As explained best by the promotional material:
A programme of the National Museum Cinémathèque and co-presented by the Singapore Film Society, World Cinema Series is a monthly screening of works by the boldest and most inventive auteurs in the history of cinema. This series charts both the significant and less discovered territories of cinema - from the early silent era to underground films, and new wave film movements around the world, by some of the greatest mavericks and artists of film.
Discover the wonders and possibilities of the art of cinema on the big screen – as it was meant to be seen – with the World Cinema Series, shown every second Tuesday of the month at the National Museum of Singapore.
The series kicks off in September with the screening of Imamura Shohei’s stunning epic, The Profound Desire of the Gods (1968). Look out for Youssef Chahine’s Cairo Station (1958) in October and King Hu’s A Touch of Zen (1971) in November.
King Hu's Touch of Zen presented in 35mm - I am so there already!
This movie by the late Japanese director Shohei Imamura is indeed profound. From the mouthful of a title, and an intriguing one at that, to the themes involving incest and religious superstition, it was an intense movie to sit through (almost 3 hours of it all), and one that is so complex and layered, I'd have to admit I was lost at certain points in trying to decipher it. The reddish hue and faint subtitles didn't help my concentration, given the fact that it was an aged print that was used for the screening. But I digress.
Taken at face value, it tells of a story of an engineer who is tasked to an island to provide a well for a local sugar mill. There, the city man encounters bizarre islander customs and practises, some of which include having a mentally challenged teenage girl being offered to him as a wife. But what's even more strange, and I thought was confusing to me, where the inbred Futori family, where in a sequence early in the film, establishes the character relationships (which drove me mad that I gave up and started providing mental footnotes to the characters instead).

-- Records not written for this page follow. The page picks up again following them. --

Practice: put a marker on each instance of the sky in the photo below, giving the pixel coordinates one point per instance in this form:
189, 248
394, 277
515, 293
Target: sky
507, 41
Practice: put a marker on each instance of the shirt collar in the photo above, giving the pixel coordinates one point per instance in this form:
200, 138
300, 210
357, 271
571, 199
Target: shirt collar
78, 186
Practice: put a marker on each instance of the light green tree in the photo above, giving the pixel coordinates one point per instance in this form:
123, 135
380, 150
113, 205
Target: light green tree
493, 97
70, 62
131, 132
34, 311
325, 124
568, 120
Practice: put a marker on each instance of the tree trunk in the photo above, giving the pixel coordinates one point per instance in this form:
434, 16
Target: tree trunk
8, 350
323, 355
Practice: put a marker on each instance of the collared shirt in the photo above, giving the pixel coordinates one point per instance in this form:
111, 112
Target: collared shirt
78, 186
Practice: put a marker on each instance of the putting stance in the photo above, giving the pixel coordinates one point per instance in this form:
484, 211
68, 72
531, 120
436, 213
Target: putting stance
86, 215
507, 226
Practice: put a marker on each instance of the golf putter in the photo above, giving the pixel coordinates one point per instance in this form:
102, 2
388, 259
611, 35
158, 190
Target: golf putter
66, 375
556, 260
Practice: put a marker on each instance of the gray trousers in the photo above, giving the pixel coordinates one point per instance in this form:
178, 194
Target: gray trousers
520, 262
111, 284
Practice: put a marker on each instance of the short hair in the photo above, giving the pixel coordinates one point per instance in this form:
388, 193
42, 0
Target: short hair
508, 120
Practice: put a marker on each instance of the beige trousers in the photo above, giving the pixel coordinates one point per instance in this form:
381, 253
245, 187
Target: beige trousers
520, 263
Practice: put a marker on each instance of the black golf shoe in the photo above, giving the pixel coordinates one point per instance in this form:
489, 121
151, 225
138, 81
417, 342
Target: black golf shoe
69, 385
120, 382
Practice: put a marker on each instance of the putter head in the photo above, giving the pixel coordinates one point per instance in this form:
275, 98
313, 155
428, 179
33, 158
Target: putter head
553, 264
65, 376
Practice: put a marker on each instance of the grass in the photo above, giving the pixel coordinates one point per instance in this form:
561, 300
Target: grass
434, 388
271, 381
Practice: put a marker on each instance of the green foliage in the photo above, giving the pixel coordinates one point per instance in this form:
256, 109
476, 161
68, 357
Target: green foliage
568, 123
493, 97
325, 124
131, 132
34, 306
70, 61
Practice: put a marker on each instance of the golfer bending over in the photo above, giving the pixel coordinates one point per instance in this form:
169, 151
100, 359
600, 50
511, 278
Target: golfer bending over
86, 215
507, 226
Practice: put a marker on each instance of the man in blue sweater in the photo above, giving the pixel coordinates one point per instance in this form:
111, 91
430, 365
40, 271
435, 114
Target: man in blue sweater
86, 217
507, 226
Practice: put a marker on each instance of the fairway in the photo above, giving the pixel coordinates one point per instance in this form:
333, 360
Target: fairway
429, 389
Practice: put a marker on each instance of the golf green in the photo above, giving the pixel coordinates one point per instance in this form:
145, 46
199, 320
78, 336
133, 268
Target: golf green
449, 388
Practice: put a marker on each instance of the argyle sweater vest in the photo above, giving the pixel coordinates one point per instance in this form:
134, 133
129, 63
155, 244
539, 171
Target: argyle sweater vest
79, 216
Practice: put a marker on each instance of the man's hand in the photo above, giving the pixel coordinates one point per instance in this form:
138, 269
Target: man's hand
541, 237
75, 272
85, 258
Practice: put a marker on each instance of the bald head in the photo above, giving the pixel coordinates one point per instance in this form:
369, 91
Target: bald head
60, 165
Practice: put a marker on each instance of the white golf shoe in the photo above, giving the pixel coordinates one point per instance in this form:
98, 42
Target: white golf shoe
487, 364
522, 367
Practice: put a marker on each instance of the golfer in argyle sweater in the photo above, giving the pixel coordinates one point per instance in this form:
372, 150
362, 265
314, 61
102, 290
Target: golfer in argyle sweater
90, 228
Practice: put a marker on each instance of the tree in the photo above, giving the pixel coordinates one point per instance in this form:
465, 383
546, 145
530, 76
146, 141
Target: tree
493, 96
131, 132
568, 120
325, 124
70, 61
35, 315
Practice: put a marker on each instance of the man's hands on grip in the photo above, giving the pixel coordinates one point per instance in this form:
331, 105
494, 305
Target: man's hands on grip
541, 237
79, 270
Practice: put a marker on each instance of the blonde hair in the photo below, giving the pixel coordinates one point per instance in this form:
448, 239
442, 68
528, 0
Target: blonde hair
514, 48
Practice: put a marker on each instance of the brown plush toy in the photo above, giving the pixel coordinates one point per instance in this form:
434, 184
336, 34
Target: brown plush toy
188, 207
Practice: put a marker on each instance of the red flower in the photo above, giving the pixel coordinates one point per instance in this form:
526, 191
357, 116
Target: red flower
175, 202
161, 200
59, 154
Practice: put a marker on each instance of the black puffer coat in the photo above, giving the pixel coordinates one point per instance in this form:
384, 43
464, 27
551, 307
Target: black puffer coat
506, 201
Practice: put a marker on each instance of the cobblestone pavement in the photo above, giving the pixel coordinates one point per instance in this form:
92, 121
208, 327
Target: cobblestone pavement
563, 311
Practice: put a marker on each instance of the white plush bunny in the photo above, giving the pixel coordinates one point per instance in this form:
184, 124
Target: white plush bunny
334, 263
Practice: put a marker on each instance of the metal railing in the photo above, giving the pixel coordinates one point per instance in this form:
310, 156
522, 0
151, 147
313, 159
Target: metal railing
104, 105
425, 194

Forbidden love and desire seems to be the order of the day, and it did seem strange that some of the explicit sexual scenes were a little awkward to sit through as well, given this relationship.
But I guess that's what Imamura is trying to address, in his words, that he's "interested in the relationship of the lower part of the human body and the lower part of the social structure", in having characters that are unconventional, not instantly likable, if at all. What I thought was easier to follow, were two plot threads. First, with the conflict between progress, modernity and tradition, with the coming of a city dweller and developer serving as a catalyst for change, introducing capitalism (farmers holding out selling their land for higher offers and profit) to a bunch of folks who so far, I thought were self sufficient living in that little island of theirs.
Second, how religion, or religious superstition, can be overbearing and permeate through society, or used by those with higher authority, to keep everyone else in tow. Which sort of reminded me of M Night Shayamalan's The Village. There were a number of scenes here which made reference to "god", and a character being some virgin priestess looking for a successor so that she can be off with a loved one - pretty pagan stuff here, but one which builds to a powerful climax in the movie as we see how focused a group these fanatical (?) followers can be.
All said, I'm ambivalent about whether I enjoyed the movie or not. There were some parts which appealed, some parts which didn't, and others which I just found hard to swallow. It's not that it's terribly edgy material, but somehow I can't put a finger to the queasy feeling I encountered while sitting patiently through the movie (and this is definitely not attributed to the less than pristine quality of the print). But as one of the lesser seen Imamura movies (it was later revealed during a panel discussion that it was a commercial flop when first released in Japan), I'm glad I made it a point to watch this, more actually in preparation for the director-in-focus screenings this coming weekend during the Japanese Film Festival.